Even if an airlines claim that they will compensate passengers in case of delays, without a passenger charter, there is no legislation to enforce any of the airline commitments. (PTI FILE) (HT_PRINT)
Even if an airlines claim that they will compensate passengers in case of delays, without a passenger charter, there is no legislation to enforce any of the airline commitments. (PTI FILE) (HT_PRINT)

Summary

  • India does not have a legally enforceable passenger rights charter, unlike other countries. If you buy an airline ticket, what that entitles you to isn’t legally binding on airlines

The Directorate of Civil Aviation, DGCA, has asked Vistara to adhere to rules for compensating passengers who couldn’t fly because their flights were cancelled, delayed, rescheduled, or they were denied boarding.

However, most of these passengers may find that the refunds and compensations will barely cover what they paid for the tickets, and may not even compensate them for any inconveniences or losses suffered as a result.

Also Read: Vistara blames rostering for flight disruptions, warns of curtailed ops till May

The reason is that India does not have a legally enforceable passenger rights charter, unlike other countries. If you buy an airline ticket, what that entitles you to isn’t legally binding on airlines and your rights aren’t enforceable. 

Whether you will get compensation for canceled flights, how much, if so, or if the airline will put you in a taxi instead of a flight (as happened recently for passengers booked on a low-cost airline) or what precisely you are buying when paying for an airline ticket isn’t covered by law. 

This is unlike what happens when you buy an equity share on a stock exchange or transfer funds into a fixed deposit account of a bank, when the transaction gives you exactly what you are promised.

Even if the airlines claim that they will compensate passengers in case of delays, without a passenger charter, there is no legislation to enforce any of the airline commitments. As a result, air passenger experience is often underwhelming. 

Every time you buy a ticket, the boarding pass tends to advise arriving at the airport more than two hours before departure time for a hassle-free airport experience, which may not always be the case. Whether it is the winter fog months in Delhi, or the summer congestion in Mumbai, the chaos is unavoidable and doesn’t get passengers any compensation.

Airlines often pass the blame to airports in their communication with passengers, but often it is their own operations that are the real cause for delays and inconvenience. A classic case is you are in the queue but unable to check in, and the airline ground staff would tell you that it is due to the airport network being down – even when the airline network is down. Or if incoming aircraft are delayed, airlines simply say that the flight departure is delayed due to delays in incoming flight without specifying that that particular flight is also operated by them and the cause of the delay is their own operations.

Often airlines will ensure that the first bag out of a flight arrives on the baggage belt super-fast, and the rest follow with lags. While this ensures that they can report timeliness, passengers still have to contend with delays.

If an airline has 150 flights departing from Delhi in the mornings, during winters they should be able to deploy a minimum of 100 pilots trained for using runways in fog and low-visibility conditions.

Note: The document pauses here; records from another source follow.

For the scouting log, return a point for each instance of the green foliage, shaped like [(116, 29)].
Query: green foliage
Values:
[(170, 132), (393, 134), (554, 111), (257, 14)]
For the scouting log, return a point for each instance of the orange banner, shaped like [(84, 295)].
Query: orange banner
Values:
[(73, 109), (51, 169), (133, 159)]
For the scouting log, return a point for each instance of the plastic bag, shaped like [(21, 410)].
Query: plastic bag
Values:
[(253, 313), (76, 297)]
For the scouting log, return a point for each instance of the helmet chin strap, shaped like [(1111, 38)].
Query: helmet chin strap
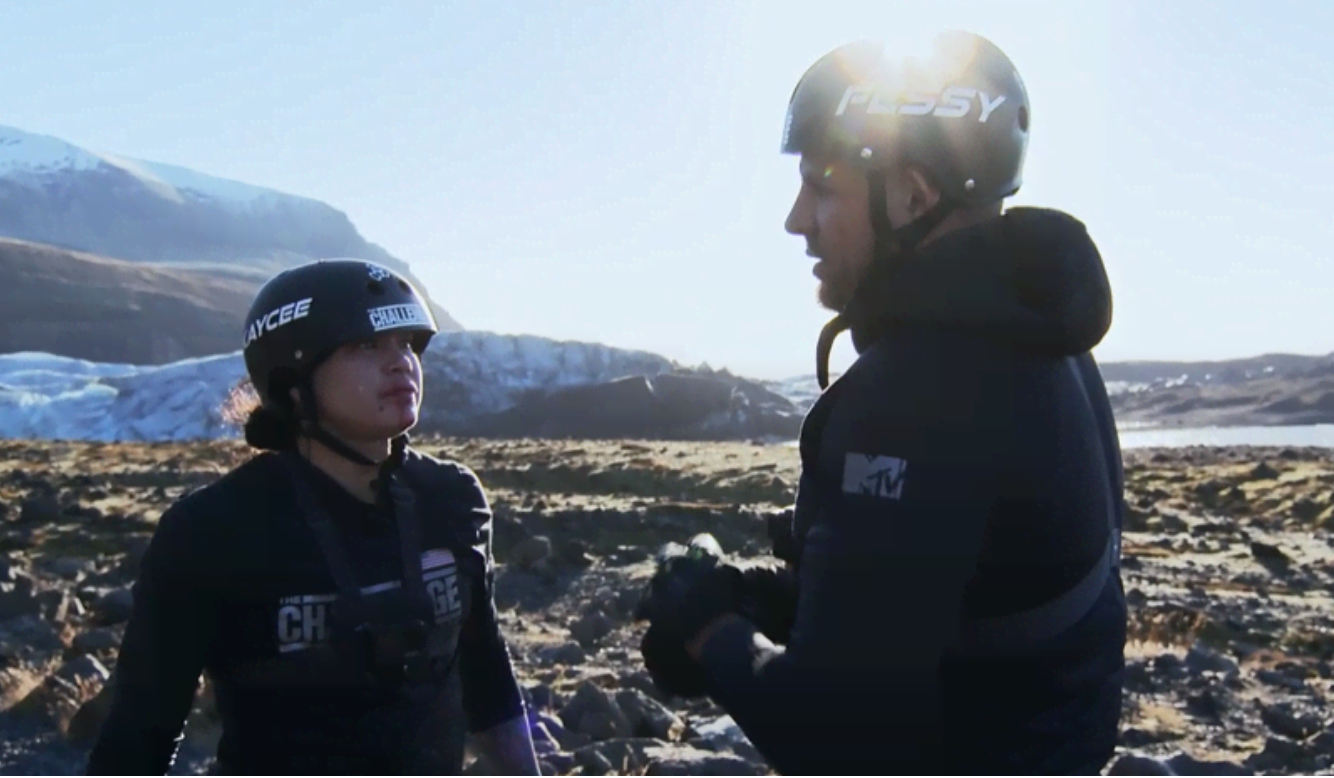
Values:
[(893, 244), (311, 426)]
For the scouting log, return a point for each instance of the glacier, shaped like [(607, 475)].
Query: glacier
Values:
[(26, 156), (466, 374)]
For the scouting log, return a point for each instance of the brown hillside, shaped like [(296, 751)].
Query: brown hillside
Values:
[(104, 310)]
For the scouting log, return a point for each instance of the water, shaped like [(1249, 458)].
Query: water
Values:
[(1179, 437), (1139, 437)]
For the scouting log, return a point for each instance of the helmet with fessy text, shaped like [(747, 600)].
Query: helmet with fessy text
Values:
[(961, 114)]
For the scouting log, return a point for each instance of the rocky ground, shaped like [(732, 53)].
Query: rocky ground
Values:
[(1229, 570)]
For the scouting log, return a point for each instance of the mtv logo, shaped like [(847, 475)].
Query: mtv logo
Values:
[(879, 477)]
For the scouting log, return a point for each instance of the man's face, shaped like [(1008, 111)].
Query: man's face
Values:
[(831, 214)]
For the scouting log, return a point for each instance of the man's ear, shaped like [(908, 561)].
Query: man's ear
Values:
[(922, 192)]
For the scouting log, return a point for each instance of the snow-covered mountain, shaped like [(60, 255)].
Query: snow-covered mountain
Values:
[(63, 195), (468, 375)]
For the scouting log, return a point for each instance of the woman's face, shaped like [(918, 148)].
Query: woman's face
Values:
[(370, 390)]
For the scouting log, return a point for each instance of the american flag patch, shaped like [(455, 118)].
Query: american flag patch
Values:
[(436, 558)]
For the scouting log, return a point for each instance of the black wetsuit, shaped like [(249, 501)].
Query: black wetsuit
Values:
[(235, 585), (962, 471)]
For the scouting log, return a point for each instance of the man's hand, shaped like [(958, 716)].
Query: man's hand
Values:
[(690, 590)]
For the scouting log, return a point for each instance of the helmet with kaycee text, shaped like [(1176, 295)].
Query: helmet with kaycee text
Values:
[(302, 315)]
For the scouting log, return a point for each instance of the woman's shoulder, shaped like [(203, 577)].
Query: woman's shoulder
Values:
[(251, 482)]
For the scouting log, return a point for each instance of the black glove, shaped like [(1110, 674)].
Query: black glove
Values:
[(690, 589), (670, 666), (769, 599)]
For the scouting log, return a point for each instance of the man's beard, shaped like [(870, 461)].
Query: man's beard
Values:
[(835, 291)]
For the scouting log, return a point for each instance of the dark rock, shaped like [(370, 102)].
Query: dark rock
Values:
[(95, 639), (40, 509), (574, 553), (591, 761), (55, 605), (19, 598), (1281, 754), (30, 638), (558, 763), (531, 551), (594, 713), (1286, 719), (1187, 765), (1281, 679), (1201, 658), (1269, 553), (114, 607), (84, 670), (540, 697), (1206, 705), (590, 629), (135, 550), (563, 654), (1137, 765), (687, 761), (647, 717)]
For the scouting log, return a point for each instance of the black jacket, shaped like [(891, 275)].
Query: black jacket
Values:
[(962, 471), (235, 585)]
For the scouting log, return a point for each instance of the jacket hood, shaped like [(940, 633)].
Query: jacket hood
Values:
[(1031, 278)]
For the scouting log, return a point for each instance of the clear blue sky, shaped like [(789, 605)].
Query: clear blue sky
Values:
[(610, 171)]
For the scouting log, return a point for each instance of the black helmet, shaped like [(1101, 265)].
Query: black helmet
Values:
[(304, 314), (961, 114)]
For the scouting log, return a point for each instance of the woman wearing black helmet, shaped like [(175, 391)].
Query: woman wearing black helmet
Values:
[(336, 589)]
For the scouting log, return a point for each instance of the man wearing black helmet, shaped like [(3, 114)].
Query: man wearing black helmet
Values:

But airlines don’t invest in training and are content to let flights be delayed as they can get away without incurring the costs of compensation to passengers.

When there is no charter, passengers have no recourse but to accept whatever the airline decides to do. A passenger charter confers consumer rights, such as what you are buying when you buy an airline ticket, and what to do if the airline fails to deliver this. 

In most countries, legislation provides passengers with legally enforceable rights that are reviewed routinely by regulators, who also specify the fines and penalties to be imposed for slip-ups on various aviation entities, such as airports, airlines, air traffic navigation, and ground handlers.

There is continuous tracking and monitoring of the conduct of each of these entities in a transparent way so that accountability can be fixed, and passengers can be assured of air travel service quality standards.

Improving air travel experience goes beyond overcoming logistical hurdles. It's also about showing a commitment to provide dignity and respect to every passenger through legally enforceable rights.